Why are we using LLMs as calculators?

krackers · on Dec 24, 2024

"We don’t actually want them to do math for the sake of replacing calculators" - couldn't the article just end here? People aren't giving it multiplication problems or asking it to count letters because they want to know the answer. Given that you can "patch" the issue by having it invoke python for computation, the real value is in seeing whether current models can learn to follow a simple step-by-step procedure.

The linked tweet https://twitter.com/yuntiandeng/status/1836114401213989366 is far more interesting to me, gpt models clearly _can_ learn to multiply with intermediate tokens, but even o1 currently doesn't. And yet this would be a case where generating synthetic data is almost trivial. And moreover, being able to perform computations in this fashion would be valuable for many types of benchmarks (e.g. FrontierMath, since I'm sure at the end of the day you'll have to grind through some computation).

So why hasn't it been a priority? I remember some NeurIPS presentation claiming that heavily training on math in this fashion hurt language scores. But then the follow-up would be to have specialized models for each and route between them...

belZaah · on Dec 24, 2024

I think the smart people working on them understand, that a llm can fundamentally never be trusted with the math. It does not do calculation, it guesses the next token. Mathematically, the linear algebra behind a llm does not analytically translate to all feasible math. Therefore, there’s always a chance of error in the output. And the very purpose of a calculator is to be precise. If I need to second-guess the result, I might as well not use the llm in the first place.

basch · on Dec 24, 2024

I could see a situation where you want the LLM to take a guess, compare it to a calculation, and if they differ, analyze whether it misinterpreted the question. Obviously, it could misinterpret the question, feed the wrong info to the calculator, and then arrive at the same wrong answer as well, so still not foolproof.

aeonik · on Dec 24, 2024

Author didn't really cover the reason I use it as a calculator, They are good at translating a request into into hard numbers.

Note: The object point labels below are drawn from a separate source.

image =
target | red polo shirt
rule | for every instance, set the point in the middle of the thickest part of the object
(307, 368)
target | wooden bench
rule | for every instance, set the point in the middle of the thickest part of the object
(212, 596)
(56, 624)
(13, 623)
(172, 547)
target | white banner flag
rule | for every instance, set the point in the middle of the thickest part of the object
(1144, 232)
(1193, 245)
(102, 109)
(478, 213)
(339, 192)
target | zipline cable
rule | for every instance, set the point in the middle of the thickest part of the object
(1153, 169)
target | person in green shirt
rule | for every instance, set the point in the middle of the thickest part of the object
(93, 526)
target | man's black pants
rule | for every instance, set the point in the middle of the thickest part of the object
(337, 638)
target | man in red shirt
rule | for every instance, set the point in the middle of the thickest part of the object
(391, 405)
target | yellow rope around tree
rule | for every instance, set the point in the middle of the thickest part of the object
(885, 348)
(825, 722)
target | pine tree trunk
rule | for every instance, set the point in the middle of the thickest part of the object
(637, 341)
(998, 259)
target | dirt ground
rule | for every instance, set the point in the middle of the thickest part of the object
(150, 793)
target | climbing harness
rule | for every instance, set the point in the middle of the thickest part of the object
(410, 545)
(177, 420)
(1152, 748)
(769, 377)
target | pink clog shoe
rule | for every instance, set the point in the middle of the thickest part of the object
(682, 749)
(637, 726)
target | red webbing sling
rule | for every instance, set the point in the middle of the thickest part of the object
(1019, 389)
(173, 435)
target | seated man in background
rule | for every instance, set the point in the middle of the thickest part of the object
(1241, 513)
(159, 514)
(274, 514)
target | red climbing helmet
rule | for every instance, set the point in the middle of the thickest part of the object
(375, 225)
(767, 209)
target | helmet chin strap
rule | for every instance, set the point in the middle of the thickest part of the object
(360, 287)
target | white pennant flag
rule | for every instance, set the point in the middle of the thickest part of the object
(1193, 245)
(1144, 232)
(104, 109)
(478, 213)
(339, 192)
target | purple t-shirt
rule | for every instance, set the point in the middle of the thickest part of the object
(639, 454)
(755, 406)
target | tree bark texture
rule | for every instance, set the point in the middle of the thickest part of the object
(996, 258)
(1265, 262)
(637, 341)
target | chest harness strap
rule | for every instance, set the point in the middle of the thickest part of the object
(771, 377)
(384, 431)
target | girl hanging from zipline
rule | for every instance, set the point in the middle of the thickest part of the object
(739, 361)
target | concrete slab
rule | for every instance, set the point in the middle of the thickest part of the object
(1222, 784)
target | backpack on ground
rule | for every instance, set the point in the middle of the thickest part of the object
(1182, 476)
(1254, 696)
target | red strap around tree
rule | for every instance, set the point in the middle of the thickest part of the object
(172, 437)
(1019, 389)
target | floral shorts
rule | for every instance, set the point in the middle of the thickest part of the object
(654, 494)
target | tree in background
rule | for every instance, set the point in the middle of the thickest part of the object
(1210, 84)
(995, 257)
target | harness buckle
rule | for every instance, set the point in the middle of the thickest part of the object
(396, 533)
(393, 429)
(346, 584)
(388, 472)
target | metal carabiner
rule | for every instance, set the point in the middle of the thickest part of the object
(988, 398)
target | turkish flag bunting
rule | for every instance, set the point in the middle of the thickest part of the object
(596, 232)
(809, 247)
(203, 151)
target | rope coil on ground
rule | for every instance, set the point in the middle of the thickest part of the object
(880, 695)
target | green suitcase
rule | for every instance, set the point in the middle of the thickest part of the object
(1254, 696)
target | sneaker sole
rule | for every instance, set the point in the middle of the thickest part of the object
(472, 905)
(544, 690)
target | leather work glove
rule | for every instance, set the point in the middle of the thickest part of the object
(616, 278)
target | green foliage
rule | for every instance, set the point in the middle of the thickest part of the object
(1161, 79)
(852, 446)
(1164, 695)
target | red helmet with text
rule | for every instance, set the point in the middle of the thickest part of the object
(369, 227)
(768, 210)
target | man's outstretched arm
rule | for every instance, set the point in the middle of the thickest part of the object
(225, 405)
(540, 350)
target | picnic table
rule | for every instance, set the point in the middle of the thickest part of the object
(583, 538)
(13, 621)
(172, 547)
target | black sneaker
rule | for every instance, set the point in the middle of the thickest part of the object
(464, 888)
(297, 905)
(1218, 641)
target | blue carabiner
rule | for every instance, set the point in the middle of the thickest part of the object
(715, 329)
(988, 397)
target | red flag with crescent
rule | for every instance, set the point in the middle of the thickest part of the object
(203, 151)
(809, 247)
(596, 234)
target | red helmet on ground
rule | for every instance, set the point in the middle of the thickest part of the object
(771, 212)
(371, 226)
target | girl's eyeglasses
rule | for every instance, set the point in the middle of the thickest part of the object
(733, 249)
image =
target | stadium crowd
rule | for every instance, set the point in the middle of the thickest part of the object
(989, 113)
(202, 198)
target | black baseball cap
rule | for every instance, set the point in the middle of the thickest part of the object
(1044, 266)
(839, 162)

Example: "I have a 120 square foot room, and I want to store liquid nitrogen in it. How many liters would it take to displace enough air to be a concern? What kind of CFM should a ventilation system use to clear the room?"

I sanity check the numbers, but it's really nice to have such an interdisciplinary calculator like this.

bagels · on Dec 24, 2024

I tried it for engineering calculations. It'll give you numbers, with the right units, but often times they are the wrong numbers.

aeonik · on Dec 24, 2024

Agreed, but I'm still learning it all, and it does a great job defining my curriculum.

SOLAR_FIELDS · on Dec 24, 2024

> We don’t actually want them to do math for the sake of replacing calculators, we want to understand if they can reason their way to AGI

Speak for yourself. I’d like them to do math for the sake of replacing calculators. Well, not really. But I’d like them to be a really good natural language interface for a calculator

IAmGraydon · on Dec 24, 2024

I’m starting to get the feeling that we’ve created a human simulator, not a device for artificial reasoning. It’s a highly searchable database of the aggregate of most publicly accessible human knowledge.

wkat4242 · on Dec 24, 2024

It's not even a database. It's exactly what you say, a human simulator. That's a good way to describe an LLM. It's not accurate or predictable enough in its retrieval of training material to be a database.

A reasoning engine it certainly is not either. Vendors try to shoehorn it into that purpose like OpenAI with their o models. But I think that's more because of the popularity of LLMs. Other types of AI models will be better at this.

I think eventually the LLM will just handle the human interaction and behind it will be a host of more specialised models to provide the actual content. For stuff like reasoning, knowledge, calculation etc.

pkoird · on Dec 24, 2024

We already have a device for artificial reasoning, it's called Prolog.

stogot · on Dec 24, 2024

I saw the use case yesterday of using LLMs for spreadsheets and I paused myself to think “would I ever be foolish enough to trust the output?” I’d have to check everything myself, so what’s the point?

If o4 can’t go beyond 4x4 accurately, then anyone using LLMs for business spreadsheets or science is a serious mistake

impure · on Dec 24, 2024

Yes, but it gives the answer in fancy latex formatting and it tells you the formulas and sequence of computations that got you there. You need to double-check its answers but LLMs are right most of the time.